The essays and articles in this TC raise many considerations for the IPCC to reflect on in terms of its evolving communications strategy. Drawing from these contributions, and our own perspectives, we offer the following overarching suggestions in our roles as Guest Editors, as the IPCC begins to look beyond AR6:

  • Evolving the existing communication strategy (and separate implementation strategy) into a comprehensive IPCC Engagement Strategy. This would signal a shift from one-directional delivery towards two-way dialogue and be the basis for nurturing a more participatory approach to ensuring the report is relevant to the needs of a diverse, global audience. As part of this, the IPCC could explore feasible avenues for interacting meaningfully with key audiences at all stages of the report process, from incorporating diverse forms of knowledge to disseminating the findings.

  • Revamping the existing review process to include more opportunities for key stakeholders to contribute to and/or ‘road test’ specific elements of the report and associated communication materials upstream of their production.

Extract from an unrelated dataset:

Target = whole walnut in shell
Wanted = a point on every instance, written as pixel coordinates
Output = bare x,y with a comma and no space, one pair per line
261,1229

For example, the IPCC could consider if there is flexibility within its working practices to incorporate principles of representative deliberation, such as a Citizens Panel, whilst adhering to IPCC guiding principles. These sorts of deliberative processes are increasingly used to tackle complex issues, convening diverse groups of people to learn and contribute to public issues (OECD 2020). In an IPCC context, such a panel could be used (as a minimum) to seek feedback on how relatable various concepts, narratives and language are perceived to be and to test how evolving visuals are interpreted, for example.

  • Whilst the addition of communications specialists in the Working Groups represents a significant and much-needed step forward, a more sophisticated approach to what it means to ‘embed’ communications capacity with the IPCC is needed. Re-conceptualising IPCC communications capacity as a ‘distributed system’ rather than operating as separate entities housed within the Working Groups and Secretariat would allow a more efficient operation, both internally and externally.

These three points are proposed as potential fruitful lines of enquiry for the IPCC and as prompts for further discussion. We thank all the Topical Collection authors and IPCC staff for their engagement to date; and we look forward to these conversations opening up further in future.